USA TODAY US Edition

Payton sticks to promise to get slimed after win

- Jori Epstein

Saints coach Sean Payton understood how crisp his white and shining patent leather Jordan 11 retro low tops were.

He also understood he made a promise.

“I told Nickelodeo­n I would do it,” Payton said after the 21-9 win over the Bears on Sunday. “I just saw the buckets. And yeah, we’re going to do that here in a few minutes.”

Cue the splash of green goo cascading over Payton as he sat in front of a Nickelodeo­n poster backdrop. Yes, the Super Bowl-winning coach got slimed.

“That was a no brainer,” said defensive end Cameron Jordan, wearing a Dexter’s Laboratory sweater. “I’m more mad I couldn’t set him up for me to dump the bucket on him. But somebody had to get slimed and I’m glad it was him.”

Payton’s sliming capped off an entertaini­ng debut NFL broadcast on Nickelodeo­n, an effort by Nick parent company ViacomCBS to engage new football fans.

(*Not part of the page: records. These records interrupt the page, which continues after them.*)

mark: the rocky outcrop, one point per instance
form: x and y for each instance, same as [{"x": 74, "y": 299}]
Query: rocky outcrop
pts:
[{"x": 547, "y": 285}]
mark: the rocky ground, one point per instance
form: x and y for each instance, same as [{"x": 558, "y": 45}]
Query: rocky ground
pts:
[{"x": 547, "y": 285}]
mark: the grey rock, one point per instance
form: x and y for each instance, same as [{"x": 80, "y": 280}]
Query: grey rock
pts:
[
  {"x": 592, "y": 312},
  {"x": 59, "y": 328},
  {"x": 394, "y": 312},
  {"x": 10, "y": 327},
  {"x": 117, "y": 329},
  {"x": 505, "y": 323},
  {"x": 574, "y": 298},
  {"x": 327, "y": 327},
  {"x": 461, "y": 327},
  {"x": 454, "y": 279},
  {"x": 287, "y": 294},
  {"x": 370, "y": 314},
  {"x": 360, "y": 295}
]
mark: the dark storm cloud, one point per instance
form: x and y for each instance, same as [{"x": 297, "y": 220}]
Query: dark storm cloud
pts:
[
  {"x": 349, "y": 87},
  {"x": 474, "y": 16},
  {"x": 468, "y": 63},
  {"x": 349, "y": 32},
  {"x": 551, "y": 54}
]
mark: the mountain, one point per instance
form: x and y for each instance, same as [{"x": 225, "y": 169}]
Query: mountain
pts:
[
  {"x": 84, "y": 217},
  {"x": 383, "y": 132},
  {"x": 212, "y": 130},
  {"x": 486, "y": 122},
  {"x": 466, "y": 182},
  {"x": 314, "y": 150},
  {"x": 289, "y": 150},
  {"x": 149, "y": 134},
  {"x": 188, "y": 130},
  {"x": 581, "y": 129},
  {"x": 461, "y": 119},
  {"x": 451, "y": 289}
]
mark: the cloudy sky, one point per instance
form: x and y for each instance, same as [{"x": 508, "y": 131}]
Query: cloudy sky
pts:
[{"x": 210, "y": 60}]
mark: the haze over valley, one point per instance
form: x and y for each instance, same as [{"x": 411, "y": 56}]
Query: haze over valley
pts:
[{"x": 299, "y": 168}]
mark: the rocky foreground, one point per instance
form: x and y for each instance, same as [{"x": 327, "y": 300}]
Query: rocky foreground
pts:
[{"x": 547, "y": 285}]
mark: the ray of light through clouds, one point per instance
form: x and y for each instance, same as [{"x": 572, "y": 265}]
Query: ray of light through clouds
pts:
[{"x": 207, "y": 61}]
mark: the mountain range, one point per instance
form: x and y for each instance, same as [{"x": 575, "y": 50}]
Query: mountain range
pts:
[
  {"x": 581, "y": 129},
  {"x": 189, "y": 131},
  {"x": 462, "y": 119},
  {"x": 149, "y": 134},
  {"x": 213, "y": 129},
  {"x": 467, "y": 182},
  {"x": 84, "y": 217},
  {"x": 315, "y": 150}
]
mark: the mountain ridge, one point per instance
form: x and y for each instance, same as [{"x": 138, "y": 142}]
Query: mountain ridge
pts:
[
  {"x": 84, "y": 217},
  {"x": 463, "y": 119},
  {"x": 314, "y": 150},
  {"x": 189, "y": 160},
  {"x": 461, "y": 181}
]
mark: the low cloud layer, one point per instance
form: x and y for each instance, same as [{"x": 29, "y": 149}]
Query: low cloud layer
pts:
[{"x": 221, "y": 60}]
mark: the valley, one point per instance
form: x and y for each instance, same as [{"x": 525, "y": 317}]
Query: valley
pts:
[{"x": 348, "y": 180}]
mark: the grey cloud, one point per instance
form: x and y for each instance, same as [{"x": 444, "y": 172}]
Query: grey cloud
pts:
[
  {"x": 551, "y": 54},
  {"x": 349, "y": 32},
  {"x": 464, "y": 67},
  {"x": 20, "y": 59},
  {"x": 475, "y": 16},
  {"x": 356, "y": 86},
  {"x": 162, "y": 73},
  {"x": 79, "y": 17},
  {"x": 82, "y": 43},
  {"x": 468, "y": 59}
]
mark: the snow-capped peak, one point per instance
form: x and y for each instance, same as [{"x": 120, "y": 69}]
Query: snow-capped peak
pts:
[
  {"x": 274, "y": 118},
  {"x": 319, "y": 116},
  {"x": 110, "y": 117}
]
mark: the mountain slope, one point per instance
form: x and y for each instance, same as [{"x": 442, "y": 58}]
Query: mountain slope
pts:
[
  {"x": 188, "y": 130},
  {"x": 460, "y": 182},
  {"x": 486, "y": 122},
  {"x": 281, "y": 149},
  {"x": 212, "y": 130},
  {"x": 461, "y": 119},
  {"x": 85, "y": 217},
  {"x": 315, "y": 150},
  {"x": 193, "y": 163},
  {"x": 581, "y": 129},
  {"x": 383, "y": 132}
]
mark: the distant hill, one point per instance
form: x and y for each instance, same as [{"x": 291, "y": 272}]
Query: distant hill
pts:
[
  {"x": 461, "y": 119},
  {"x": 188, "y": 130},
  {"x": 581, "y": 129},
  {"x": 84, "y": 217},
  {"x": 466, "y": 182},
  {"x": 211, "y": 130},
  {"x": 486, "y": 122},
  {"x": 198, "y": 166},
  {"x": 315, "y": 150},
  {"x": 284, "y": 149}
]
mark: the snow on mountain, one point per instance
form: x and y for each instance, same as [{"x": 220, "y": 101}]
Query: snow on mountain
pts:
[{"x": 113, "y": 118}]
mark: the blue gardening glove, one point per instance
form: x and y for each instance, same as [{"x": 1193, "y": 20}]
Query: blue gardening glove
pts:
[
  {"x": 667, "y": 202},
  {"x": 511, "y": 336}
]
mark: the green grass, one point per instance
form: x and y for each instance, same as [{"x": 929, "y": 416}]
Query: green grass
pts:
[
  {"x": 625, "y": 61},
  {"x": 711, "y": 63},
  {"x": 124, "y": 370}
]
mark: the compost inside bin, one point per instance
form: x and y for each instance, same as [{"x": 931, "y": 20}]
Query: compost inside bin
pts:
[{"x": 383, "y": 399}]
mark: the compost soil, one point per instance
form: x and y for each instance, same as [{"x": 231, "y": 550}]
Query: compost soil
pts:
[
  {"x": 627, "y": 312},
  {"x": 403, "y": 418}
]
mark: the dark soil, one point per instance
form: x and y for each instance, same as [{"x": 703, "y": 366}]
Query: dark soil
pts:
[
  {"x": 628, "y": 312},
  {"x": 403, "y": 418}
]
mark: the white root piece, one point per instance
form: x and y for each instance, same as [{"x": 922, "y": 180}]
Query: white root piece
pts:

TDs prompted an explosion of virtual slime, a trademark SpongeBob smile stretched between the uprights during field-goal and extra-point attempts, and Drew Brees’ accuracy was explained in audience-appropriat­e terms.

“He’s that kid at recess who never misses you in dodgeball,” former NFL receiver Nate Burleson, who served as color analyst, said on the broadcast.

Even as the Saints controlled the game and each team was low scoring for most of the contest, Nickelodeo­n “Nickified” the contest with bright colors and nostalgia-inducing graphics.

Fifteen-year-old Nickelodeo­n star Gabrielle Nevaeh Green joined Burleson and play-by-play analyst Noah Eagle in the Superdome booth as they explained the game to football beginners in terms that would best relate to their audience.

New spins continued from a comparison between the success of Saints running back Alvin Kamara and Alvin Seville of “Alvin and the Chipmunks,” to a hearty celebratio­n in SpongeBob’s Bikini Bottom after Kamara gashed the Bears’ defense.

In celebratio­n of Kamara tearing up the defense, Nickelodeo­n animators teed up a clip of SpongeBob literally tearing himself apart.

Even penalties were fun. Some were explained by the child adaptation of Big Bang Theory’s Sheldon, Young Sheldon noting of defensive pass interferen­ce: “That’s a complicate­d rule. I like it.”

Viewers learned players and coaches call flags laundry. “For all the kids out there listening,”

Burleson added, “help your mom and dad with the laundry.”